Ein Hund fordert in der T-Stellung zum Spielen auf, wenn er das Kinn auf den Nacken des Querstehenden legt.
Ein Hund fordert in der T-Stellung zum Spielen auf, wenn er das Kinn auf den Nacken des Querstehenden legt.  © 123RF/Soloway

T-Stellung Hund zu Mensch erkennen und nutzen

Stehen Hunde mit vertrauten Menschen in der T-Stellung, dann kann das ein freundliches Zeichen, aber auch Kontrollverhalten des Hundes sein. Bei Fremden handelt es sich um eine abgrenzende Geste, die den anderen verdrängen soll.

Hundehalter sollten sich den Unterschied vor Augen führen, um zu verhindern, dass sich der Hund als bestimmenden Teil der Beziehung wahrnimmt. Zu beachten ist, dass der Hund die eigene Bewegungsfreiheit nicht ungewollt einschränkt oder einen am Kontakt zu anderen Personen und Hunden hindert. Mehr zu diesem Thema unter: "Vorsicht, wenn Bello einen auf Rudelführer macht".

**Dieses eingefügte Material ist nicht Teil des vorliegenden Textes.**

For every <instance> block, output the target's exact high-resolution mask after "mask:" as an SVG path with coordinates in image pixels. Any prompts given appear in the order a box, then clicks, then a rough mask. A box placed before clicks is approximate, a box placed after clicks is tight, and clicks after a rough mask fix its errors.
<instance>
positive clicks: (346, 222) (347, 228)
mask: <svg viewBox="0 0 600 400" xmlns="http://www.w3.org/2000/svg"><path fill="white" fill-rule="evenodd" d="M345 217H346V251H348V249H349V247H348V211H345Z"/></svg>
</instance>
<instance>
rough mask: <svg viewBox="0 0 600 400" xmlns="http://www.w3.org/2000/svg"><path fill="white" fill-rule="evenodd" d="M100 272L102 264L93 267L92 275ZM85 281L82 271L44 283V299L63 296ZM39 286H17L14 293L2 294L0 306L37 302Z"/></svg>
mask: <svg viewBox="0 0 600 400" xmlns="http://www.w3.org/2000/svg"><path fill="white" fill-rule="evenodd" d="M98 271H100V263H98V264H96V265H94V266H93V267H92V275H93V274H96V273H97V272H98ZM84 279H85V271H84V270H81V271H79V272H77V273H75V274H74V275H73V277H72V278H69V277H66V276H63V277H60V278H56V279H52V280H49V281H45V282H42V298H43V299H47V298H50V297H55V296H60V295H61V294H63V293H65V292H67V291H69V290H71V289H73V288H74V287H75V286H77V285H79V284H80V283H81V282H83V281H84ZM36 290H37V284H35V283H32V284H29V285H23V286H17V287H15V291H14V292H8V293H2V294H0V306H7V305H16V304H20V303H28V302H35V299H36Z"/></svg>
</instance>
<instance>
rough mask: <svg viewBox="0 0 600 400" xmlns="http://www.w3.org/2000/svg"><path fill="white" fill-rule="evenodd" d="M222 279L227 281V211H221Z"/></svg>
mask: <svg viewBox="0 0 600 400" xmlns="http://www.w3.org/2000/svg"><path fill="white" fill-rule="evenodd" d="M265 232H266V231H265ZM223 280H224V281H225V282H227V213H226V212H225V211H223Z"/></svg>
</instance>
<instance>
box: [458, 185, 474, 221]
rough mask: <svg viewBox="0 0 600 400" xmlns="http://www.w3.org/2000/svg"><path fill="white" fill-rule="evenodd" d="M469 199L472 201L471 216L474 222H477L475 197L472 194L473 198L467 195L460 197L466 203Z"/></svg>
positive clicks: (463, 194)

Bei der T-Stellung steht der Hund quer zum Hundehalter und lehnt sich manchmal gegen dessen Bein. Diese Position ist auch im Sitzen möglich. In diesem Fall legt der Hund den Kopf auf die Beine oder Füße der Besitzer.

Hundehalter können selbst von der T-Stellung Gebrauch machen, um den Hund in der Bewegung zu stoppen. Das kann nützlich sein, um zu verhindern, dass der Hund weiterläuft, wenn die Besitzer beim Spaziergang kurz stehen bleiben.

Möchte man während des Spaziergangs mit Hund stehen bleiben, dann sollte man das nicht einfach mit Blick und Körper nach vorne gerichtet tun. Sinnvoller ist es, sich quer zum Hund zu stellen, sodass dieser in seiner Bewegung blockiert wird. Das Ganze kann anschließend noch mit einem Kommando wie "Sitz" vollendet und bei erfolgreicher Ausführung belohnt werden.

Wie stark die eigene Positionierung gegenüber des Hundes erfolgen muss, hängt von der Sensibilität des Vierbeiners ab. Manche Hunde reagieren sehr schnell auf die geringsten Bewegungen, wohingegen andere deutlichere Gestiken zum Verstehen benötigen.

Blockieren Halter ihren Hund beim Spaziergang mittels T-Stellung, dann läuft dieser nicht unaufmerksam weiter.
Blockieren Halter ihren Hund beim Spaziergang mittels T-Stellung, dann läuft dieser nicht unaufmerksam weiter.  © unsplash/Ugur Arpaci

Hilfreich ist es, den eigenen Hund in der Interaktion mit anderen Tieren und auch Menschen zu beobachten, um dessen Reaktionen auf körpersprachliche Signale einschätzen zu können.